I—a tiny speck of a boat carried on roiling, darkening waves, held up solely by surface tension. Desperate for an island, some kind of rock outcropping unmoved by the sea.

That’s why I never pass a church without a second look.

In a sense, having grown up in a minister’s family, I was bred that way. Everything—our faith life and our social life—revolved around whichever church my dad was pastoring that year. (We moved frequently; dad was restless.)

I’ve been doing this since I can remember. For me, churches represent the same thing they did to an accused criminal under pursuit in the middle ages—a refuge.
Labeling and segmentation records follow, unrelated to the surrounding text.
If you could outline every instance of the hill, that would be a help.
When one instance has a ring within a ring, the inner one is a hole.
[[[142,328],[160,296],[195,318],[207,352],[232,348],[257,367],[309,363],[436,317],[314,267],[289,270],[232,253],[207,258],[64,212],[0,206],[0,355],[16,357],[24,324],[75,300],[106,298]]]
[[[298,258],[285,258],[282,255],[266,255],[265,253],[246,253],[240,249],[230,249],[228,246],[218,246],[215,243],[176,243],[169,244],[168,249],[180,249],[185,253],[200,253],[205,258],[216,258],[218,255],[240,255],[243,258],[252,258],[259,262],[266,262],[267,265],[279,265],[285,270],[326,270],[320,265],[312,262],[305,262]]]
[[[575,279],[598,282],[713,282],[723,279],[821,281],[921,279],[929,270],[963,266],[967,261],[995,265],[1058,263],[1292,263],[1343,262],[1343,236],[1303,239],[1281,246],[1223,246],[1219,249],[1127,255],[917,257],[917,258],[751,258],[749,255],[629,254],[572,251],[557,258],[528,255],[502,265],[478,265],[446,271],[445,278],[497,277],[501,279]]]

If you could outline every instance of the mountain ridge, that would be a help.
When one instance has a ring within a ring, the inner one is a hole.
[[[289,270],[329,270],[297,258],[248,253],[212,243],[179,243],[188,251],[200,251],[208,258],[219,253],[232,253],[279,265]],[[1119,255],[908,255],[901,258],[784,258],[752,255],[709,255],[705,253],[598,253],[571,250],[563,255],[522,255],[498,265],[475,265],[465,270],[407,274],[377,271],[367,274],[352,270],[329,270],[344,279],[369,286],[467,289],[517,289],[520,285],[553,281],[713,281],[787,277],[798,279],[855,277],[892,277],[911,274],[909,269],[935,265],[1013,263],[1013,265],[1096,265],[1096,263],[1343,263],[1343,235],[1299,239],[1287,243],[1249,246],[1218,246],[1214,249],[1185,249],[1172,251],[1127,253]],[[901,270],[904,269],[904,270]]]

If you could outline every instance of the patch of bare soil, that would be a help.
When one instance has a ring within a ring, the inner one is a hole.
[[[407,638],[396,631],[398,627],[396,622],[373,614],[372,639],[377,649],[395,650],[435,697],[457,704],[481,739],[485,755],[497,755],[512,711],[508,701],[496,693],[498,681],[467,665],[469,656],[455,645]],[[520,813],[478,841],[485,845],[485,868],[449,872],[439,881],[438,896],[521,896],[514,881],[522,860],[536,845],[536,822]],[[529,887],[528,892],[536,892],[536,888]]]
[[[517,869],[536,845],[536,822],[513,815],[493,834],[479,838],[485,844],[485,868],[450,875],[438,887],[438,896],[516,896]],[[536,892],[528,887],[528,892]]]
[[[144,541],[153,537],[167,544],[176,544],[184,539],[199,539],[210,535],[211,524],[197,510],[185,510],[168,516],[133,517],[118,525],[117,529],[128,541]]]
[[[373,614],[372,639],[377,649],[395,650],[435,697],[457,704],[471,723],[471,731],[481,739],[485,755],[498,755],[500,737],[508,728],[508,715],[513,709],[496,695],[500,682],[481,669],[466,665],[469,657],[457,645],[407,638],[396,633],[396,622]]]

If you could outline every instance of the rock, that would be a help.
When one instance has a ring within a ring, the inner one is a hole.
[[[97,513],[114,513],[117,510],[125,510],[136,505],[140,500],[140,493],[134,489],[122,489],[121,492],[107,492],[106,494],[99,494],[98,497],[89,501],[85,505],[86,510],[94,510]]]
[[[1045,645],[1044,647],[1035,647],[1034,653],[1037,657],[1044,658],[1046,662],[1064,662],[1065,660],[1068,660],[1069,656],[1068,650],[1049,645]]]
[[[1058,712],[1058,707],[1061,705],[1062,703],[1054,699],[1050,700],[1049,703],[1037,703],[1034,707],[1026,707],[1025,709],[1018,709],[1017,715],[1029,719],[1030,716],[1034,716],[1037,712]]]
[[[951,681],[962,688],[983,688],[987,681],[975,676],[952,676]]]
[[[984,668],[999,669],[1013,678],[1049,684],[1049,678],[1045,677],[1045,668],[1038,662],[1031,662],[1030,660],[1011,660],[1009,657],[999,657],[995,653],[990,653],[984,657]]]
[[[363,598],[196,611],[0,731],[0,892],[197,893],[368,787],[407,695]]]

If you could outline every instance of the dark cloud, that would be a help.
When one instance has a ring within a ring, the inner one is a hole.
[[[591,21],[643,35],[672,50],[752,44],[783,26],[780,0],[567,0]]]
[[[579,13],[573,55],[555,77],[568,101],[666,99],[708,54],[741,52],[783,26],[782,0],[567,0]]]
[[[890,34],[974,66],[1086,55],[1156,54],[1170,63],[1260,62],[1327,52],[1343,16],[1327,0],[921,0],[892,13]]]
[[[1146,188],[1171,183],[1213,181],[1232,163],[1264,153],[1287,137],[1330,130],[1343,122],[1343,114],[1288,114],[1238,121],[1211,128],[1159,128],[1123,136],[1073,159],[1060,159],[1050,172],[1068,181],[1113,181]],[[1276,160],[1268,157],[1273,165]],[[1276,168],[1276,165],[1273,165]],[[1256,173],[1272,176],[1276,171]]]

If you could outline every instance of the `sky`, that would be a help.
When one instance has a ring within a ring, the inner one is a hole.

I’ve always felt more comfortable in a church than anywhere else except for my own home. Church is my second home, it seems. These are some of my favorites:

San Francisco’s Grace Cathedral seems to float atop Nob Hill, looking down on a city oblivious to its benevolent gaze.

At Mass in the Basilique Notre-Dame de Montréal’s chapel, I feel like an anchorite in a cell whose outer walls are lashed with wind and rain as people outside ignore the storm and go about their business.

In a nameless, abandoned country church in Jamesport, Missouri, I can almost sense traces of the worshippers that once filled the pews, nodded assent, stifled yawns, worried about crops and rain and the elections and the baby’s cough.

Walking into St. Patrick Cathedral in Manhattan, I feel like I’ve gone to sleep on a train leaving Penn Station and woken up in country heaven.

St. Joseph Melkite Greek Catholic Church stands quiet and alone in the heart of a Dominican neighborhood in Lawrence, Massachusetts, its golden domes reflecting alien light on the bodegas and Latino bakeries. Entering, the incense, icons, and strange language take me into a world of the spirit, where time has no meaning and Jesus is ever beside me and within me.

In Paris, Sacré-Coeur de Montmartre extends its arms to a teeming mass of thieves and moneychangers in the square below while I buy artists’ wares in the parabolic shadow of the cathedral.

Thick stone walls envelope me, shutting out light and the sound of passing cars speeding by a few yards away, in the chapel of the Society of St. John the Evangelist in Cambridge, Massachusetts.

When I enter a church—any church—I leave the noise and confusion of commerce, of obligations, of self-doubt, and step onto a blessed island set in an onrushing sea.